If this quadrant is true, then we’re not just summoning a genie to grant our wishes, we’re summoning a soulless demon, an undead construct. The AI black box is black because its black magic, and we shouldn’t touch it.
A New Hope
I will end this essay with a rare hint of optimism. The AI alignment problems above are all predicated on AI developers continuing to use neural networks that are as inscrutable and opaque as our own thoughts and feelings are. But neural networks aren’t the only way forward.5 It is possible to develop AI technology that is fully scrutable, with decision-making that is entirely transparent and comprehensible. It requires a very different approach — one that isn’t built on deep neural networks, but one vastly easier to align than anything being produced by Google or Open AI. In fact, abandoning black box neural networks in favor of other types of AI seems to me the only way to make AI that meets the criteria of being “safe beyond a reasonable doubt.”
Contemplate this on the Decision Tree of Woe.
Contemplations on the Tree of Woe is a reader-supported publication. It is becoming increasingly difficult to think of imaginative ways to ask my readers to subscribe, so I might start duplicating my subscription jokes from some of my earlier calls-to-action if no one in the comments notices this.
Disclaimer: I am personal friends with the two co-founders of Diveplane and play Ascendant with them once a week. One of them even made a small investment in my tabletop RPG company, Autarch. I frankly don’t understand why talented men like them are wasting their time with AI when there are much more lucrative opportunities to design tabletop games, but we have to let friends make their own mistakes.

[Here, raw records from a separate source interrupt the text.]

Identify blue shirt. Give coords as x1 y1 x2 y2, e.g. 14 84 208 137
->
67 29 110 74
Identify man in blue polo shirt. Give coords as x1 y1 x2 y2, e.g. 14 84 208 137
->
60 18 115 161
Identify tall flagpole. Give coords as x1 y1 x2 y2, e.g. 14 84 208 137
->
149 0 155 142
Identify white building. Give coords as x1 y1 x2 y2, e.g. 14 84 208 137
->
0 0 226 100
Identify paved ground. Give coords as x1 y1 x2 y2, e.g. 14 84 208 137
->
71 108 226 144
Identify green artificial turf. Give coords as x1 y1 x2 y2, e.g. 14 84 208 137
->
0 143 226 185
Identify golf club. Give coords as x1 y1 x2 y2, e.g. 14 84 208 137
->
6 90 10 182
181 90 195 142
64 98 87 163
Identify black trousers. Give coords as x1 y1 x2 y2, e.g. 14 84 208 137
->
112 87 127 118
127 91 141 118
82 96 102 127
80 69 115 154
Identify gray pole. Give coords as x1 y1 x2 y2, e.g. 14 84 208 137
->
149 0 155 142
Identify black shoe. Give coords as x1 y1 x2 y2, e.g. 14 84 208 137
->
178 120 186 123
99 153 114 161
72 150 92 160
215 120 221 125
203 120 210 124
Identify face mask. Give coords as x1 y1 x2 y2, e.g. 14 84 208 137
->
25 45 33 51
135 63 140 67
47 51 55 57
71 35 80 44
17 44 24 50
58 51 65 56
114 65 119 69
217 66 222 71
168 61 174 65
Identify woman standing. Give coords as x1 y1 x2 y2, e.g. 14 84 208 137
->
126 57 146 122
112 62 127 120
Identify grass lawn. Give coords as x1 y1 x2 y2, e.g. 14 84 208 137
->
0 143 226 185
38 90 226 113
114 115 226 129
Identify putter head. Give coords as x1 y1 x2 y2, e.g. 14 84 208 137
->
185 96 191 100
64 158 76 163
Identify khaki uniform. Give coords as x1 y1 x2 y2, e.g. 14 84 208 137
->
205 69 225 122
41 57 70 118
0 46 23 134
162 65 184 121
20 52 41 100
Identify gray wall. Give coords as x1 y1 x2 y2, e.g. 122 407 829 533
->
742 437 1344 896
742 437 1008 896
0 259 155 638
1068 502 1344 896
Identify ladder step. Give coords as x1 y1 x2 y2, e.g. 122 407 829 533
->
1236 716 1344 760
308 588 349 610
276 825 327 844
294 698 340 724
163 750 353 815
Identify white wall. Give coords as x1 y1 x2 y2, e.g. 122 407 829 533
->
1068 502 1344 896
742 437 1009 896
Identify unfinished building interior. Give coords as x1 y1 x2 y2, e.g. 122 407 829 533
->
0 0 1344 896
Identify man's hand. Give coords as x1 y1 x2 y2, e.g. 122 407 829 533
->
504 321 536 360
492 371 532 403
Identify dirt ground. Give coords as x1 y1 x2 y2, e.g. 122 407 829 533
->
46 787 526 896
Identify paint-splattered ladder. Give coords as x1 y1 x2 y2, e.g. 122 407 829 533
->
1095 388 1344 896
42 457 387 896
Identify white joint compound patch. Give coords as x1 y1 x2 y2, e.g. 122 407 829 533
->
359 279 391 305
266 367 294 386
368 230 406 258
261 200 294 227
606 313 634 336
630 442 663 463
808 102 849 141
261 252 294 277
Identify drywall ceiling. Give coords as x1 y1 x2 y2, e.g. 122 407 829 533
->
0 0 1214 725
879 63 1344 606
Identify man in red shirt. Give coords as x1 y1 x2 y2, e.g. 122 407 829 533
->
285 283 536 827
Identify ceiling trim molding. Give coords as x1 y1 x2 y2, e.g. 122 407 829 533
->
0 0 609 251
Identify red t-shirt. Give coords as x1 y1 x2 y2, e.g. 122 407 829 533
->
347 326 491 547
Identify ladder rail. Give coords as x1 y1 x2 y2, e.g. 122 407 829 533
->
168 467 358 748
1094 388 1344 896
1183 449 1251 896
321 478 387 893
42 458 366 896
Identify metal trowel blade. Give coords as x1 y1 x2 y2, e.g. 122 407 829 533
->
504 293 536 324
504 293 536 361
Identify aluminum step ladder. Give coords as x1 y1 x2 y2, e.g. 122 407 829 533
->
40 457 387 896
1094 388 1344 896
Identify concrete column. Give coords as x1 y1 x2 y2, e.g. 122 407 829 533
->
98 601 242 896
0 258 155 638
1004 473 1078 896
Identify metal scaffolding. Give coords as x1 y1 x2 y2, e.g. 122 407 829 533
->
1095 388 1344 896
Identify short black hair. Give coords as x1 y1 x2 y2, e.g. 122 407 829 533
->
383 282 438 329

The most well-known critic of the computational theory of mind is philosopher John Searle, who posed the famous Chinese Room thought experiment to argue that computation did not entail intentionality, understanding, and other hallmarks of consciousness. Mathematician Roger Penrose is another critic; he relies on the incompleteness theorem to argue that mathematical insight is non-computational. Physicist Henry Stapp, another critic of computational theories of mind, argues for an immaterial consciousness in his realist interpretation of orthodox quantum mechanics. But none of these thinkers are guiding the development of AI!
The Calvinists might also fall into this category.
I believe Chrysippus gave the wrong answer to Carneades. The right answer is that the spark of the Logos that we carry is precisely why we can make free-willed choices. Our choices bring into being that which is fated because we are the instruments by which fate chooses.
Or so I am told by my friends at Diveplane. I would like to believe they are correct because the alternative is just too depressing to accept. Also they have promised me that even if their AI turns evil, they will ask it to kill me last.